失われた時間からの復興
2020.5.18
~ブレーキからアクセルへ。これから政治が成すべきこと~
この度のコロナウイルスによりお亡くなりになられた方々に心よりお悔やみを申しあげますとともに、感染された皆さまにお見舞い申しあげます。
また、医療従事者の皆さまのご尽力、そして、私たちの生活に不可欠なエッセンシャルワーカーとして働く皆さまのお支えと、あらゆる活動の自粛にご協力をいただいている県民皆さまに心から感謝を申しあげます。
県民一丸となった取り組みにより、感染者数も抑制傾向に向かっているものとして、今後の推移に収束への期待を持ちたいところです。
我が国には、これまで様々な災害が頻繁に発生しながらも、国民の団結と知恵により乗り越えてきた歴史があります。宮城県では、その象徴が東日本大震災であり、また、最近では復興が未だ道半ばとなっている台風19号の甚大な被害もございます。
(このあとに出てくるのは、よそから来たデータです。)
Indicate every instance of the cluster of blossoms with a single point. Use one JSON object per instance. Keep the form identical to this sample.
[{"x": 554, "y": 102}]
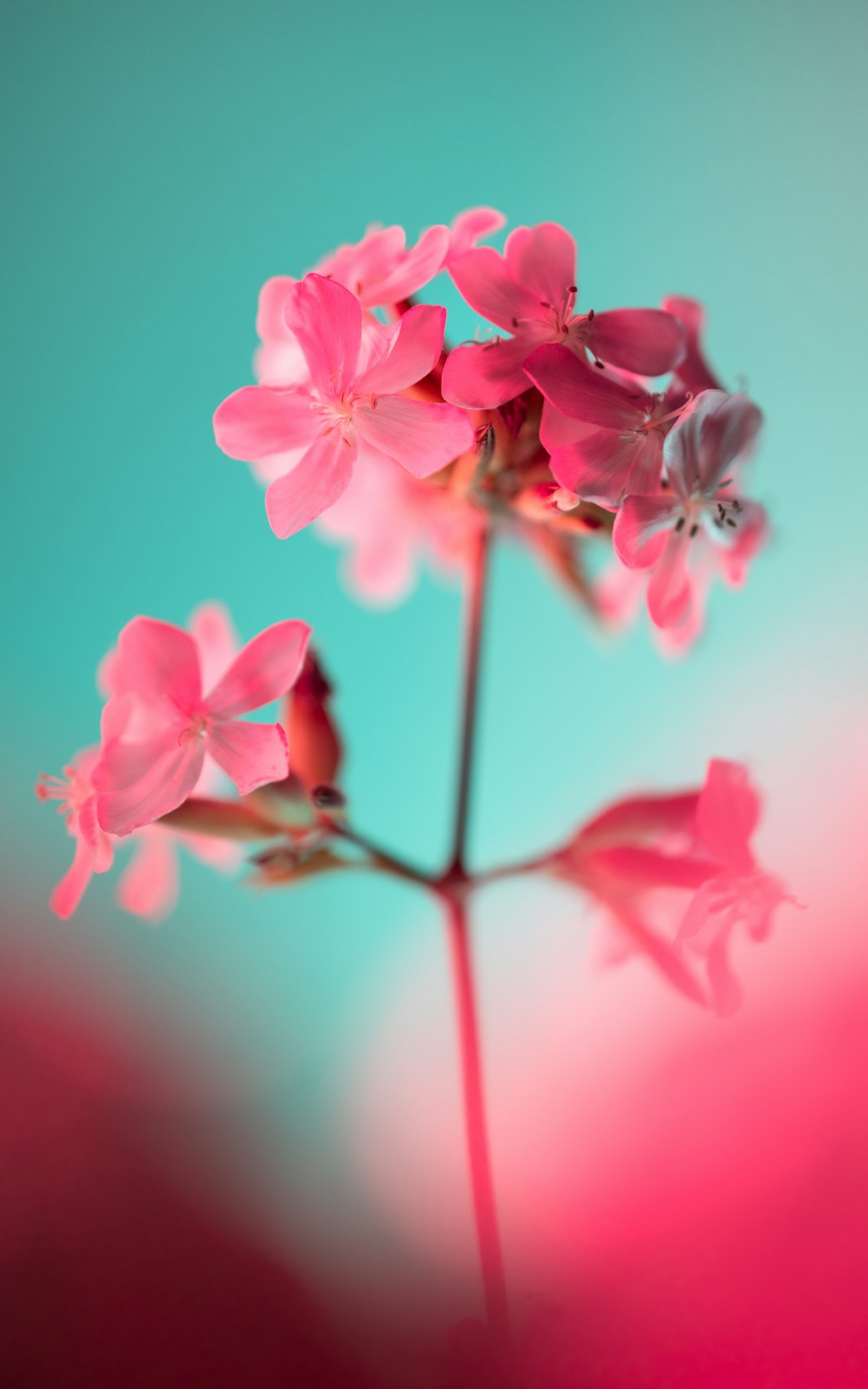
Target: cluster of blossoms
[
  {"x": 552, "y": 428},
  {"x": 365, "y": 420}
]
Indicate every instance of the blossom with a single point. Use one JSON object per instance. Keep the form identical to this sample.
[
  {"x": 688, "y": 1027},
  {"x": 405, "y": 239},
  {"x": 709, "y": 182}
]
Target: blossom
[
  {"x": 738, "y": 892},
  {"x": 529, "y": 292},
  {"x": 352, "y": 398},
  {"x": 94, "y": 847},
  {"x": 659, "y": 528},
  {"x": 159, "y": 726},
  {"x": 624, "y": 451}
]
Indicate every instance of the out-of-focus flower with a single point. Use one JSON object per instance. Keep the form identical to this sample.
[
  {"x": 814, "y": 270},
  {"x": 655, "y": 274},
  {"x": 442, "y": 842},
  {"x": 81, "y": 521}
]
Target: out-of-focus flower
[
  {"x": 659, "y": 528},
  {"x": 529, "y": 292},
  {"x": 624, "y": 451},
  {"x": 349, "y": 399},
  {"x": 159, "y": 726},
  {"x": 94, "y": 847}
]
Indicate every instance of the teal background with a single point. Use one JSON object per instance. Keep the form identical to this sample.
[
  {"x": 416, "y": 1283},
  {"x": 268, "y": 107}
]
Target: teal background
[{"x": 163, "y": 160}]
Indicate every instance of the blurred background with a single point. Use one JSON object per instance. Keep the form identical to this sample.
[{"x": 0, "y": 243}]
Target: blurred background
[{"x": 282, "y": 1066}]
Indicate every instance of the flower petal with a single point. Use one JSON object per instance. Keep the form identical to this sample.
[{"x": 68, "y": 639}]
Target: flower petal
[
  {"x": 639, "y": 530},
  {"x": 149, "y": 884},
  {"x": 638, "y": 339},
  {"x": 413, "y": 270},
  {"x": 326, "y": 319},
  {"x": 215, "y": 638},
  {"x": 417, "y": 342},
  {"x": 727, "y": 814},
  {"x": 166, "y": 784},
  {"x": 259, "y": 421},
  {"x": 71, "y": 888},
  {"x": 469, "y": 228},
  {"x": 670, "y": 589},
  {"x": 157, "y": 660},
  {"x": 266, "y": 668},
  {"x": 418, "y": 435},
  {"x": 715, "y": 431},
  {"x": 486, "y": 282},
  {"x": 582, "y": 392},
  {"x": 485, "y": 375},
  {"x": 543, "y": 261},
  {"x": 603, "y": 464},
  {"x": 252, "y": 754},
  {"x": 317, "y": 481}
]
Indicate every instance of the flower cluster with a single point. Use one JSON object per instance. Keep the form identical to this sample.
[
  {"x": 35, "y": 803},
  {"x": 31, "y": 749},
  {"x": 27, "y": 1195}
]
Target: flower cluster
[
  {"x": 556, "y": 428},
  {"x": 363, "y": 418}
]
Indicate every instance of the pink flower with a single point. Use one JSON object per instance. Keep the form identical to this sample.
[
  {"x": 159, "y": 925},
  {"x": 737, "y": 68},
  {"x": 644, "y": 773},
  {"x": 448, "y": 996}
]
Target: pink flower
[
  {"x": 471, "y": 227},
  {"x": 94, "y": 847},
  {"x": 381, "y": 268},
  {"x": 624, "y": 449},
  {"x": 159, "y": 726},
  {"x": 659, "y": 530},
  {"x": 529, "y": 292},
  {"x": 738, "y": 892},
  {"x": 347, "y": 400},
  {"x": 391, "y": 521}
]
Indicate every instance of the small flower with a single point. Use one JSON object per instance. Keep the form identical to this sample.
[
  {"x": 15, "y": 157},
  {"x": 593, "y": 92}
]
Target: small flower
[
  {"x": 660, "y": 528},
  {"x": 354, "y": 398},
  {"x": 529, "y": 292},
  {"x": 624, "y": 451},
  {"x": 159, "y": 726}
]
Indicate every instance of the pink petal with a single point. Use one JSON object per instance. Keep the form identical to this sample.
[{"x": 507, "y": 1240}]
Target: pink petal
[
  {"x": 639, "y": 531},
  {"x": 670, "y": 590},
  {"x": 417, "y": 342},
  {"x": 469, "y": 228},
  {"x": 257, "y": 421},
  {"x": 421, "y": 437},
  {"x": 603, "y": 465},
  {"x": 159, "y": 662},
  {"x": 486, "y": 282},
  {"x": 326, "y": 319},
  {"x": 71, "y": 888},
  {"x": 543, "y": 260},
  {"x": 316, "y": 483},
  {"x": 727, "y": 814},
  {"x": 215, "y": 638},
  {"x": 414, "y": 268},
  {"x": 714, "y": 432},
  {"x": 638, "y": 339},
  {"x": 264, "y": 670},
  {"x": 252, "y": 754},
  {"x": 485, "y": 375},
  {"x": 149, "y": 884},
  {"x": 166, "y": 784},
  {"x": 582, "y": 392}
]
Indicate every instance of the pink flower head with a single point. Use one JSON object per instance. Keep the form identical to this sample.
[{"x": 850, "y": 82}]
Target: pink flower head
[
  {"x": 738, "y": 892},
  {"x": 624, "y": 449},
  {"x": 382, "y": 270},
  {"x": 94, "y": 847},
  {"x": 659, "y": 530},
  {"x": 347, "y": 403},
  {"x": 529, "y": 292},
  {"x": 159, "y": 726}
]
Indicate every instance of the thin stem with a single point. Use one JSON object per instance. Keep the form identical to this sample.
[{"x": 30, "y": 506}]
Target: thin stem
[
  {"x": 479, "y": 1160},
  {"x": 472, "y": 643},
  {"x": 379, "y": 856}
]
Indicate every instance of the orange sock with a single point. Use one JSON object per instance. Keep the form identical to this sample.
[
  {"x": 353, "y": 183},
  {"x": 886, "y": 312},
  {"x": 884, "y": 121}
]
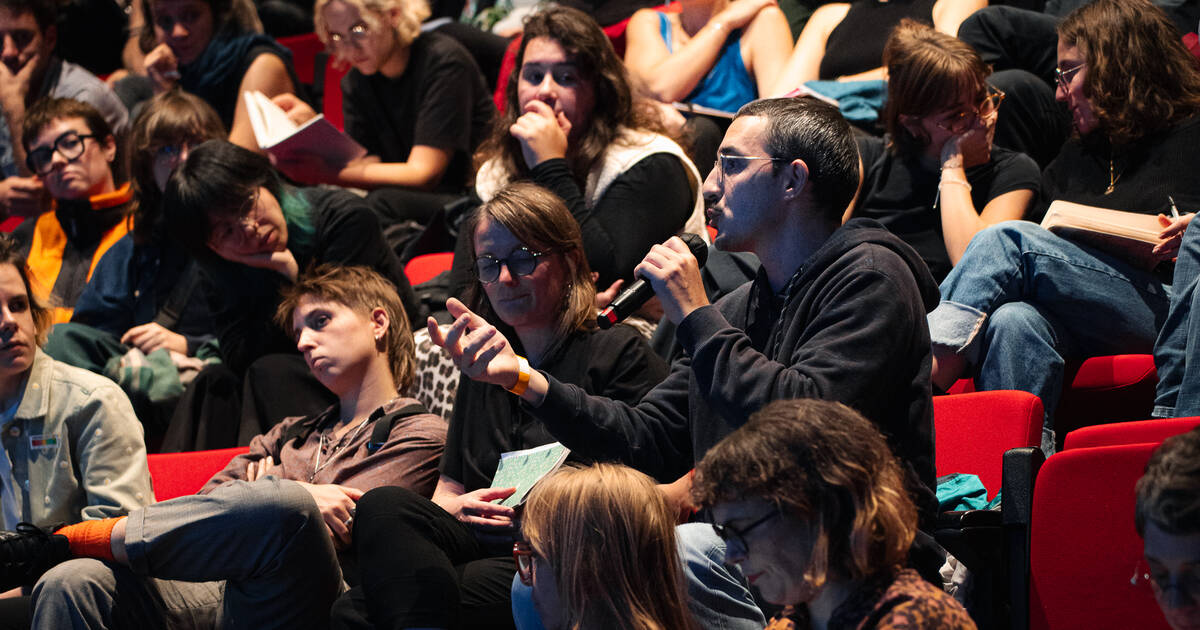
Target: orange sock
[{"x": 91, "y": 539}]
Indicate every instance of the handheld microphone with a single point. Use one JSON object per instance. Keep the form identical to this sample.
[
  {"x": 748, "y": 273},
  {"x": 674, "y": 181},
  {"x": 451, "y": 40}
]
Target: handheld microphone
[{"x": 636, "y": 294}]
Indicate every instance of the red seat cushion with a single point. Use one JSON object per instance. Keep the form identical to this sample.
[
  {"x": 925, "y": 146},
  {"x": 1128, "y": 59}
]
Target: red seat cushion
[
  {"x": 175, "y": 474},
  {"x": 1084, "y": 546},
  {"x": 972, "y": 431}
]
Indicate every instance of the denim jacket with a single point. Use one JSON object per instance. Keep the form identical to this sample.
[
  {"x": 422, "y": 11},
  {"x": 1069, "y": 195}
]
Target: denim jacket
[{"x": 76, "y": 447}]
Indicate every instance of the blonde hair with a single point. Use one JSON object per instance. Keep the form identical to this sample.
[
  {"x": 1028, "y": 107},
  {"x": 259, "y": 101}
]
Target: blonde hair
[
  {"x": 603, "y": 529},
  {"x": 409, "y": 16}
]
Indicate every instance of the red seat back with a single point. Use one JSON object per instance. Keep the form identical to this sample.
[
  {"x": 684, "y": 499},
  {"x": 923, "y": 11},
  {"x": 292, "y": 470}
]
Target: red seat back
[
  {"x": 972, "y": 431},
  {"x": 175, "y": 474},
  {"x": 1083, "y": 543},
  {"x": 1135, "y": 432}
]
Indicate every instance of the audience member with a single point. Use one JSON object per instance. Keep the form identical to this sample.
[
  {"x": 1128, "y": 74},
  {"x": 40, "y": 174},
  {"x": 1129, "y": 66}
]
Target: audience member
[
  {"x": 216, "y": 51},
  {"x": 937, "y": 179},
  {"x": 414, "y": 100},
  {"x": 571, "y": 125},
  {"x": 448, "y": 563},
  {"x": 1021, "y": 301},
  {"x": 591, "y": 537},
  {"x": 251, "y": 235},
  {"x": 30, "y": 72},
  {"x": 270, "y": 522},
  {"x": 835, "y": 312},
  {"x": 71, "y": 148},
  {"x": 1168, "y": 519},
  {"x": 72, "y": 448},
  {"x": 143, "y": 295},
  {"x": 844, "y": 41},
  {"x": 813, "y": 508},
  {"x": 714, "y": 54}
]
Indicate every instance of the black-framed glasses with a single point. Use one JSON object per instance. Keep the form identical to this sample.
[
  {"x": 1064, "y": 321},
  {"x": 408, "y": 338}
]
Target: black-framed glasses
[
  {"x": 963, "y": 120},
  {"x": 727, "y": 533},
  {"x": 1187, "y": 582},
  {"x": 1063, "y": 76},
  {"x": 523, "y": 555},
  {"x": 521, "y": 263},
  {"x": 70, "y": 145}
]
災害により失ったものを蘇らせ、取り戻すことが、復旧・復興に向けた大きな目標であり、東日本大震災ではその時間に来年で10年の月日を費やしております。
しかし、この度の新型コロナウイルスにおいては、形あるものを失ったわけでなく、私たちの多くが失ったものは「時間」であると考えます。
学校での学び、職場での仕事。それぞれが過ごす時間は、私達にとっての「生きる術(すべ)」であります。その術(すべ)こそが、生きる力であり、希望でもあります。
学校教育の現場では卒業式や入学式、部活動の大会中止など、子供たちにとっては一生に一度しかない様々な時間を失い続けている状況です。
また、会社や店の経営の見通しが立たない方、職を失う方々など、厳しい窮状に追い込まれ、未来はもとより、今この時の生きるための時間すら失われている方もたくさんおります。ウイルスに感染せずとも、2次被害ともいえる形で、万が一にも厳しい状況におかれた方々が、自ら命を落とすような事態は、何としても防いでいかなければなりません。
感染拡大の防止が何より大事なことでは言うまでもありませんが、様々な活動の自粛から社会全体が機能不全に陥り、その被害は国や地域、世代に偏らず影響が広がっております。県民皆さまの実状も極めて深刻であり、東日本大震災に匹敵する面もございます。
しかし、東日本大震災における状況と違うところは、会社や設備、営業販路など経済活動を行う形が全て失われたのではなく、すぐにでも再開できる形は残っており、「ヒト」と「モノ」だけが止まってしまっている状況にあるということです。
地域の要望に対し、柔軟にスピード感をもった対応を行っていけば、救われる方々がたくさんいることを念頭に、この度開催された議会において会派を代表し、地域の皆さまや同僚議員から寄せられた意見をもとに、ウイルス感染拡大防止と、県民生活及び地域経済への支援に関連する補正予算への質疑をさせていただきました。まずは予算成立後の速やかな対応、そして、更なるスピード感を持った各施策の展開へ、県の各部署に対する働きかけを引き続き行ってまいります。
失われた時間の中でストレスもたまり、今、全国で政治に強いリーダーシップを求める傾向が強くなっております。しかし、国や地方の政治のリーダーシップを安易に比べたり、また、自治体間にあって過度に争うような風潮も危惧しているところです。
現在、東北6県と新潟県、そして仙台市とも連携しながら行動自粛要請を行っているところですが、この連携はウイルス終息後の復興にも大いに活かしていただき、地域がその差を争うのではなく、地域間の連携、その総合力で対応する宮城県のスタイルを今後、さらに確立していただくよう村井知事には提言させていただきました。
「要請」という形で政治が社会活動にブレーキをかけたことに対し、再びアクセルを踏み込むまでが、政治の成すべき責務であります。失われた時間からの復興へ、皆さまの声を形にすべく活動してまいりますので、引き続きのご指導、ご鞭撻、皆さまからの現場の声を、私、佐々木幸士にお寄せください。
また、皆さまにおかれましては、第2波も含め、まだまだ予断を許さない状況であります。くれぐれもお体にはご自愛いただきお過ごしください。